November 10, 2024

Saturday Sports Q&A: Former Chatfield star finds gratitude in lost career

Good Saturday #GoodSaturday

Nate Skare was a top Chatfield athlete, a three sports-star (football, basketball, baseball) for the Gophers who graduated in 2014. The summer following his sophomore year, he was already hitting 86 mph on his fastball.

Skare’s arm was never the same after that, though, the loss in velocity traced back years later to his freshman year of high school when he broke a rib playing football. The break, it was discovered by a chiropractor his freshman year of college, caused Skare nerve damage and deadened his arm. Skare went on to play football at Division II Upper Iowa University where he was twice an all-Northern Intercollegiate Athletic Conference punter, averaged 39.9 yards per punt as a senior and was an Academic All-America. He also gave baseball a shot, but his arm never did sufficiently come around.

Skare looks back at his athletic career wondering what might have been. But he also does it with genuine appreciation for what happened to him. The injury led the honor student to the field he is in now, as he closes in on being a chiropractor.

POST BULLETIN: Do you recall the hit your high school freshman year that resulted in the broken rib?

SKARE: It was a B-squad game against Dover-Eyota. I’d picked off a pass and then took a heck of a hit. I’d cut back and then just got blindsided. But within a few weeks it didn’t hurt anymore. So I never thought anything of it.

PB: When did you notice your arm strength dwindling?

SKARE: I started feeling it my junior year of high school. My arm began to feel dead and I was having upper-back pain. I’d gone to a baseball showcase that summer and I was only topping out at 79 mph on my fastball and was mostly at 76. I’d lost 10 mph between my sophomore and junior years. My hope had been that I’d be hitting 90 by my senior year. But nothing felt right (starting that junior year).

PB: How difficult was it, seeing your throwing abilities diminish and your hopes of maybe even playing pro baseball drift with it?

SKARE: It was really frustrating because you work hard and everything, and when you don’t get the results you want, it’s tough to take. And it was especially hard because I wasn’t getting any answers about what was wrong, and I was seeing a lot of different (medical) providers. Nobody had the answer.

PB: Who finally figured it out?

SKARE: I finally saw a chiropractor (his freshman year of college) about it. It was finally figured out that it was coming from the rib that I had broken (as a high school freshman).

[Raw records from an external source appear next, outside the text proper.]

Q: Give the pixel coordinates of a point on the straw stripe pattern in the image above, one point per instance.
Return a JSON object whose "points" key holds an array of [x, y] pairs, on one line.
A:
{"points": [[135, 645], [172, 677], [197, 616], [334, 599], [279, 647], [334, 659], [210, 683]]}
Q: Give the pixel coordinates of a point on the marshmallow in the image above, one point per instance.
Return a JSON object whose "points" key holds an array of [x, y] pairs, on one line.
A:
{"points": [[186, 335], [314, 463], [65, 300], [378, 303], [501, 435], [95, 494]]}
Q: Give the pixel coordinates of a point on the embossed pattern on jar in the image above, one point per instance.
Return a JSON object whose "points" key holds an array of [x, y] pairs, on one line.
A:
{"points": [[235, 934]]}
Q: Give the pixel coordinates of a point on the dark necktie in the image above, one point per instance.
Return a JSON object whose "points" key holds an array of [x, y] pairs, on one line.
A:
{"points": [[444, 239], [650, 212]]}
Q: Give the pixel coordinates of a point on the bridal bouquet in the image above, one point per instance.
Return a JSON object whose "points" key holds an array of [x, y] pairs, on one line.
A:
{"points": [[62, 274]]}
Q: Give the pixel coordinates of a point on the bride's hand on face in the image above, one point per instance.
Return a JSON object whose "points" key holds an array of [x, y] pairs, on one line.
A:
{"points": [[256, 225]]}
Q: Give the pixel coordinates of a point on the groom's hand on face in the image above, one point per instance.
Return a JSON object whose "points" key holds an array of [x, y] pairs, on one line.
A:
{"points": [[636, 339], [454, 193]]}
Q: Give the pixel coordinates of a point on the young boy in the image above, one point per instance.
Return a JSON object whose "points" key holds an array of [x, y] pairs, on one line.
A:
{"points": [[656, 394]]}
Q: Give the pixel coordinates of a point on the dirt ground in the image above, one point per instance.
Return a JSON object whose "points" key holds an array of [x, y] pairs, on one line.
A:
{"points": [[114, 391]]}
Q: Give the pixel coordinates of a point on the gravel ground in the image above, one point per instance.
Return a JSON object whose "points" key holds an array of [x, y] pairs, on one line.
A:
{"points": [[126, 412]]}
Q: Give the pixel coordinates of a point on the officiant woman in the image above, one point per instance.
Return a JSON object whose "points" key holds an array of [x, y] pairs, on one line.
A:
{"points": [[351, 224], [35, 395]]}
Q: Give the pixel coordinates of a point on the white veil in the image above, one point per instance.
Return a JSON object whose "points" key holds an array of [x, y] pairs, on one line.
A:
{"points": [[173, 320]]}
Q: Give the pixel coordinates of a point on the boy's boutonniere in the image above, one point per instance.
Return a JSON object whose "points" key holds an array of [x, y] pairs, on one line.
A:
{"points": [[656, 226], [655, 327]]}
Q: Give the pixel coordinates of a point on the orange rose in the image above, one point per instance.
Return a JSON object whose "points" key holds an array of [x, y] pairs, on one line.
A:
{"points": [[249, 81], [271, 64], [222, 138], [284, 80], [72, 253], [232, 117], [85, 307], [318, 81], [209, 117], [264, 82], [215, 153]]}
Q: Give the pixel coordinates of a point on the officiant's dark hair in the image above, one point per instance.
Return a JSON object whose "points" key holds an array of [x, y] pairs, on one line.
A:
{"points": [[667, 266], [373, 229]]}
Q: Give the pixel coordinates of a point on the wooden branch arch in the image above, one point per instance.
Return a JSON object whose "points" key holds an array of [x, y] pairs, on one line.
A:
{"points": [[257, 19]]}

I got an MRI then and they saw that the rib had a huge callus on it stemming from that old fracture. It was cutting off my thoracic outlet, which contains nerves that go into your arm. I had surgery on it then and they removed my first rib. It relieved the symptoms in my arm but I never got all of my velocity and pop back on my fastball. I pitched my sophomore and junior years of college, but it never panned out.

PB: The injury didn’t affect your punting. In fact, you were twice all-NSIC as a punter at Upper Iowa and average was an excellent 39 yards per punt as a junior. Did you ever try to pursue anything professionally as a punter?

SKARE: I tried for two years to punt at the next level. Those two years I was punting four to six times per week, and doing weight lifting and speed and agility workouts. I also did a bunch of camps with (special teams specialist) Gary Zauner.

PB: When did that football dream end?

SKARE: I finally put football away after the spring of 2019. I’d basically spent two whole years training. But at some of the combines I went to, I saw guys hitting balls so well, and I just thought I’d never be able to get to that level and these were guys who were having tryouts with NFL teams and weren’t making a 53-man roster. I just finally came to the realization that it was time to hang it up and go to chiropractic school. But I am glad that I pursued punting the way I did. That’s just kind of how I’m wired. It’s fun trying to get better.

PB: Why did you pick chiropractic therapy as your future life’s work?

SKARE: Probably because it was a chiropractor who was the first person to tell me what was wrong with my arm. He found the root cause of my dysfunction instead of telling me where the pain was being felt. That piqued my interest in being a chiropractor. There is a lot of hard evidence showing that chiropractic therapy, combined with proper rehab, has really good results.

PB: Your injury led you to where you are today, just a few months from having your chiropractor’s license and hoping to one day open an office in Rochester. A true silver lining, right?

SKARE: Yeah, I have to say my injury was a blessing. I believe everything happens for a reason. Sometimes you look at things and wonder “why is this happening?” I feel like now I know. I’m happy with my life.